Jakob Lorentzen (born 1968) is a Danish organ soloist and chamber musician. He is organist and choir master of the Holmen Church (The Royal Naval Church in Copenhagen) and Master of the music at Christiansborg Palace Chapel, both principal churches in the Copenhagen city.

Jakob Lorentzen graduated as a 14 year old in 1982 with the preliminary organist exam from the Seminary of Zahle in Copenhagen, where he was a pupil of Carl Riess and hereby became the youngest graduate organist in Denmark.
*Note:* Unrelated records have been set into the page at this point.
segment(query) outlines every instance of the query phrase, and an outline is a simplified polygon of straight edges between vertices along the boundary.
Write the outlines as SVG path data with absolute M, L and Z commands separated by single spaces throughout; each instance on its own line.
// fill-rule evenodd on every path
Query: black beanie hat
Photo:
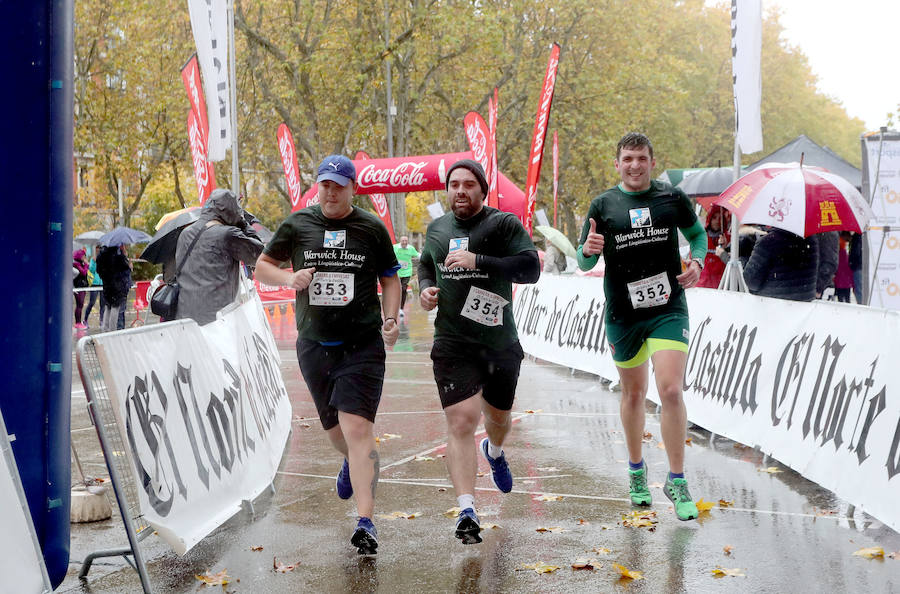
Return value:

He received his undergraduate diploma at the Royal Danish Academy of Music.

In 1992, he moved to Paris, where he became organist at the Danish Church and he studied piano (Christine Paraschos), improvisation (Pierre Cogen) and organ (Susan Landale) in the soloist class at the music conservatory. At the final exam in 1995 he was unanimously awarded the 1st prize of virtuosity by the jury ("Prix de Virtuosité à l'Unanimité + Félicitations"). He has since performed vigorously as a soloist at home and abroad, on radio and television, participated as soloist in international festivals, participated in several recordings of CD's and movies, as well as he has published a huge series of works for Danish publishers.

In 1995, Jakob Lorentzen founded his own choir, Graabrödre Chamber Choir, which has obtained several winning prizes at international competitions. Furthermore, he is regularly the choir instructor of the vocal ensemble Ars Nova Copenhagen and the Mogens Dahl Chamber Choir.
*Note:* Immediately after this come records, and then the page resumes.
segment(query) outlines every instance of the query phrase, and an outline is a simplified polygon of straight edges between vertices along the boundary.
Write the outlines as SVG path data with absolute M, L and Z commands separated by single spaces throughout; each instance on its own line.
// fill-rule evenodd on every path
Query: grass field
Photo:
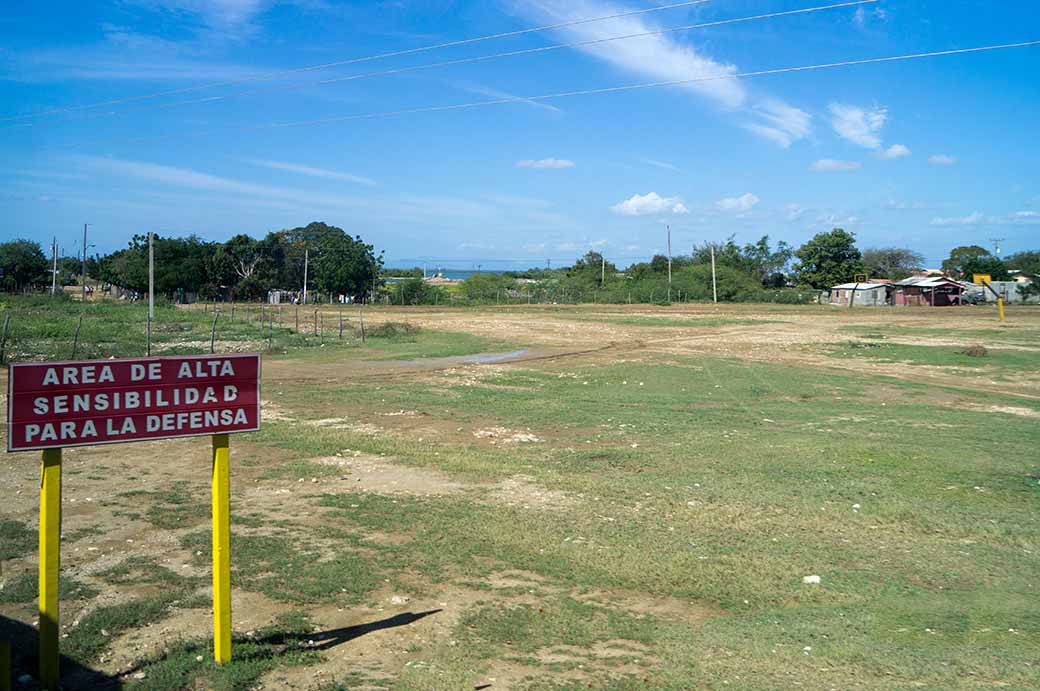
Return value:
M 233 442 L 230 665 L 207 638 L 206 445 L 67 452 L 76 679 L 1040 687 L 1040 310 L 368 319 L 419 329 L 286 333 L 264 429 Z M 35 460 L 3 460 L 9 626 L 34 618 Z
Jakob Lorentzen cooperates with many prominent artists, for example cellist Andreas Brantelid, soprano Ditte Andersen, flutists Janne Thomsen and trombone professor Jesper Juul. Since 2010, Jakob Lorentzen also has formed a Duo with his wife, the soprano Monica Stevns.
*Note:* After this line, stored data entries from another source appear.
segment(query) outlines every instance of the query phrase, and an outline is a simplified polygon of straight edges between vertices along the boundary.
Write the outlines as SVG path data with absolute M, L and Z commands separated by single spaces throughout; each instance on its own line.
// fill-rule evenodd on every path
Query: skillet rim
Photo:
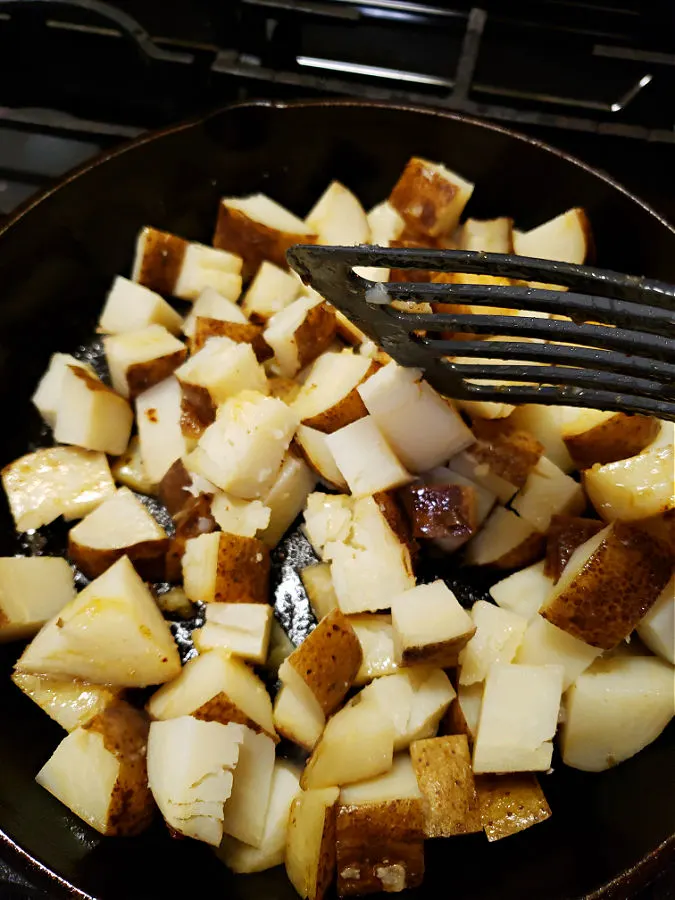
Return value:
M 169 125 L 158 130 L 149 131 L 145 134 L 140 135 L 139 137 L 133 138 L 130 141 L 125 141 L 121 144 L 118 144 L 112 149 L 104 150 L 103 152 L 94 156 L 92 159 L 87 160 L 82 165 L 71 169 L 55 184 L 51 185 L 43 191 L 40 191 L 33 197 L 28 198 L 24 203 L 20 204 L 19 207 L 13 212 L 13 214 L 7 219 L 7 221 L 5 221 L 0 226 L 0 241 L 2 240 L 4 235 L 17 222 L 23 219 L 23 217 L 27 213 L 32 212 L 34 209 L 37 209 L 41 203 L 51 197 L 52 194 L 54 194 L 56 191 L 59 191 L 65 185 L 70 184 L 72 181 L 75 181 L 86 172 L 98 168 L 98 166 L 105 164 L 111 159 L 122 156 L 130 150 L 134 150 L 136 147 L 143 146 L 150 141 L 159 140 L 171 134 L 177 134 L 181 131 L 187 131 L 191 128 L 194 128 L 195 126 L 203 125 L 209 120 L 217 118 L 221 115 L 226 115 L 227 113 L 235 109 L 262 108 L 269 110 L 282 110 L 311 107 L 354 107 L 358 109 L 375 108 L 393 109 L 399 112 L 410 112 L 417 114 L 421 113 L 423 115 L 435 116 L 443 119 L 453 119 L 458 122 L 469 124 L 476 128 L 481 128 L 487 131 L 506 135 L 522 143 L 537 147 L 540 150 L 544 150 L 545 152 L 550 153 L 553 156 L 557 156 L 559 159 L 564 160 L 570 165 L 580 168 L 591 176 L 605 182 L 605 184 L 608 184 L 610 187 L 623 194 L 626 198 L 635 203 L 637 206 L 641 207 L 646 213 L 660 222 L 661 225 L 663 225 L 668 231 L 670 231 L 673 236 L 673 240 L 675 241 L 675 224 L 671 223 L 668 219 L 662 216 L 661 213 L 657 212 L 657 210 L 655 210 L 649 203 L 642 200 L 628 188 L 624 187 L 624 185 L 614 179 L 607 172 L 604 172 L 602 169 L 596 168 L 595 166 L 591 166 L 590 164 L 584 162 L 573 154 L 567 153 L 564 150 L 560 150 L 558 147 L 555 147 L 552 144 L 547 143 L 546 141 L 542 141 L 539 138 L 531 137 L 530 135 L 515 131 L 512 128 L 505 127 L 504 125 L 500 125 L 483 119 L 478 119 L 473 116 L 467 116 L 463 113 L 453 112 L 451 110 L 427 108 L 423 106 L 399 103 L 352 100 L 348 98 L 290 101 L 271 99 L 247 100 L 241 103 L 232 103 L 227 106 L 218 107 L 217 109 L 194 116 L 177 124 Z M 40 884 L 44 885 L 45 890 L 48 886 L 51 886 L 52 888 L 56 887 L 57 889 L 62 891 L 63 896 L 76 898 L 76 900 L 96 900 L 96 898 L 91 894 L 87 894 L 79 888 L 75 887 L 66 879 L 62 878 L 57 872 L 52 871 L 50 868 L 41 863 L 40 860 L 31 856 L 30 853 L 20 847 L 2 829 L 0 829 L 0 851 L 2 851 L 5 858 L 8 859 L 9 862 L 13 864 L 21 874 L 23 874 L 27 879 L 36 879 L 38 886 Z M 590 894 L 587 894 L 584 898 L 579 898 L 579 900 L 622 900 L 622 898 L 623 900 L 627 900 L 627 898 L 629 898 L 634 891 L 647 887 L 652 881 L 658 878 L 658 876 L 669 865 L 675 865 L 675 833 L 672 834 L 669 838 L 666 838 L 665 841 L 655 847 L 646 856 L 643 856 L 642 859 L 638 860 L 638 862 L 635 863 L 635 865 L 625 869 L 623 872 L 620 872 L 616 877 L 606 882 L 597 890 L 593 891 Z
Jakob Lorentzen is in particular known for his skills as live organ improviser (silent movies), and he is teaching organ improvisation at the Academy of Music in Aarhus.

In 2006, Jakob Lorentzen played in Christiansborg Palace Chapel for the christening of Prince Christian.

Among the numerous prizes he has been awarded is the Schröders Music Award, the Frobenius Music Award, the Queen Ingrid's Commemoration Medal and the Prince Henrik of Denmark Commemoration Medal.